Statistical analyses were performed with SPSS, version 20.0 (IBM Corp., Armonk, NY, USA). The Kolmogorov–Smirnov test was used to test normality. The simple t-test and Mann–Whitney test were used for the mean and median comparisons, respectively, to evaluate the differences between the two groups. The paired samples t-test and Wilcoxon test were used for the mean and median comparisons, respectively, to evaluate the differences between time points. Categorical variables were compared using chi-square analyses. Continuous variables taken at different time intervals were compared by Generalized Estimating Equation (GEE) Model to evaluate the effect of group allocation, adjusting for time effect (group × time). Crude Odds Ratios (OR) and 95% confidence intervals were measured to assess response to treatment. A p ≤ 0.05 was considered statistically significant.

Results

Demographic and clinical characteristics

Between July and October 2014, a total of 120 individuals that arrived at the emergency room with a headache attack were evaluated by a neurologist, of whom 60 subjects were included in this study: 30 in a group that received placebo and intravenous 100 mg of ketoprofen, and 30 in a group that received ginger extract in addition to intravenous 100 mg of ketoprofen. Figure 1 shows the reasons why patients with headache attack were not enrolled in the study.

The two groups did not differ in age, sex, weight, marital status, aura symptoms, disease characteristics and depressive symptoms (Table 1). The mean MIDAS and HIT-6 scores showed, respectively, moderate disability and severe impact of the migraine in both groups (Table 1).

Table 1.

Demographic and clinical characteristics in individuals with migraine.
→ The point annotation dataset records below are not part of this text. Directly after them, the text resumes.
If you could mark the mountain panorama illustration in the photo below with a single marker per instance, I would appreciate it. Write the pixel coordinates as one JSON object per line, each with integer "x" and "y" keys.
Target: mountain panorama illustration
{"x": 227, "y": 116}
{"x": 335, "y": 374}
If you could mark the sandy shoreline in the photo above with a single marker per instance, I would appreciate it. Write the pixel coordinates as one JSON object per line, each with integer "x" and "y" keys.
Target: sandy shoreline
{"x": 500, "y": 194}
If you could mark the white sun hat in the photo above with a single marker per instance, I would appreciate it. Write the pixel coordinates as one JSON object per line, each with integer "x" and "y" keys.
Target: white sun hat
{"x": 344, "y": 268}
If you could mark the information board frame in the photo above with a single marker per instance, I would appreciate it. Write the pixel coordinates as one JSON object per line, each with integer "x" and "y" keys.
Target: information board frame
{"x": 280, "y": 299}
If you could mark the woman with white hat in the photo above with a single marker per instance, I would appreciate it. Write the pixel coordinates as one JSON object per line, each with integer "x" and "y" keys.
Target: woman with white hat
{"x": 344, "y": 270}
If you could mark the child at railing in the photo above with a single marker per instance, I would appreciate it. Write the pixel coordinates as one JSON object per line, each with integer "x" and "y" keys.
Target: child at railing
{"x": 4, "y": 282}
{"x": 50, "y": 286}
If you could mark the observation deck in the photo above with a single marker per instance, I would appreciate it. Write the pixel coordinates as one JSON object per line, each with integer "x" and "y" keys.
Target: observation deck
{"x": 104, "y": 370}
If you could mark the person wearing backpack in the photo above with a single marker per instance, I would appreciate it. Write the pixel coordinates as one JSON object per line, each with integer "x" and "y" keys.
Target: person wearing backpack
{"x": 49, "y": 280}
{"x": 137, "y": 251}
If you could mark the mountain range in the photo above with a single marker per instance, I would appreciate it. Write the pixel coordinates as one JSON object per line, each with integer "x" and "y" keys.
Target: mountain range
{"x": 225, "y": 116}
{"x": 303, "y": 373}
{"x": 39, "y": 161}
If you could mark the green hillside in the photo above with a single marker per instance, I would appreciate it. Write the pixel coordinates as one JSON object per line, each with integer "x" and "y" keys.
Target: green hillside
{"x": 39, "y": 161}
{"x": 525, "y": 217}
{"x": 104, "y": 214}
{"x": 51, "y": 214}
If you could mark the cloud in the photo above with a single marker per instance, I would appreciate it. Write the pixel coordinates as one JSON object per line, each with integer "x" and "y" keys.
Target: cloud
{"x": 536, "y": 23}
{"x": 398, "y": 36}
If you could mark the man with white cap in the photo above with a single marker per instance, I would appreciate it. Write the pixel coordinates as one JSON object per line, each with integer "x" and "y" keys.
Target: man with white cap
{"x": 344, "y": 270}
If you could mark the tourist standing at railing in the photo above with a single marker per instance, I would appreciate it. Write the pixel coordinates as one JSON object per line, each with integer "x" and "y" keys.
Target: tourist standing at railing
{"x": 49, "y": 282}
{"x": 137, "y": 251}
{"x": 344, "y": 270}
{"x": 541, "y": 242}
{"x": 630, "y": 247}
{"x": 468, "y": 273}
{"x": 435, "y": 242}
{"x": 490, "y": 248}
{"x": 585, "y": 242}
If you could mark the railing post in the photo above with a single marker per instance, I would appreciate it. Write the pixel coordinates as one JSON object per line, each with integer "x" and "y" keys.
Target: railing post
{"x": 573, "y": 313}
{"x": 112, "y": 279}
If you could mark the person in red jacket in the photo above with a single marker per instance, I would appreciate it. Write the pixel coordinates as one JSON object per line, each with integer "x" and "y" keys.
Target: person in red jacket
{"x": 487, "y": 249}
	K + P (n = 30)	K + G (n = 30)	p-value
Age (years)	34.3 ± 9.1	32.7 ± 8.8	0.63^a
Gender
Female: n (%)	26 (86.7)	26 (86.7)	1.00^c
Male: n (%)	4 (13.3)	4 (13.3)
Weight (kg)	69.2 ± 11.7	65.7 ± 10.3	0.07^a
Marital status
Married: n (%)	13 (43.3)	12 (40.0)	0.78^c
Single: n (%)	15 (50.0)	17 (56.7)
Widowed/divorced: n (%)	2 (6.7)	1 (3.3)
Occupation
Work: n (%)	25 (83.3)	30 (100.0)	0.05^c
Do not work: n (%)	5 (16.7)	0 (0.0)
Migraine diagnosis
Migraine with aura: n (%)	12 (40.0)	15 (50.0)	0.60^c
Migraine without aura: n (%)	18 (60.0)	15 (50.0)
Length of disease (years)	10.0 ± 9.6	11.0 ± 10.7	0.74^a
Age of onset the disease (years)	23.1 ± 9.4	21.04 ± 9.8	0.48^a
Number of migraine attacks/month	2.7 ± 1.2	2.2 ± 1.3	0.05^b
MIDAS	14.2 ± 8.3	17.4 ± 14.2	0.52^a
HIT-6	66.9 ± 4.2	64.6 ± 5.5	0.73^a
BDI	13.9 ± 9.3	11.2 ± 6.8	0.30^a

K + P: group that received intravenous ketoprofen and oral placebo; K + G: group that received intravenous ketoprofen and oral ginger extract; MIDAS: Migraine Disability Test; HIT-6: Headache Impact Test – version 6; BDI: Beck Depression Inventory. Values presented as mean ± standard deviation.

Simple t-test.

Mann-Whitney test.

Chi-square test.

Table 2 shows clinical parameters of patients at baseline. Blood pressure, heart rate, pain intensity and migraine symptoms were similar between groups before taking the medication.

Table 2.

Clinical parameters of patients with migraine at baseline.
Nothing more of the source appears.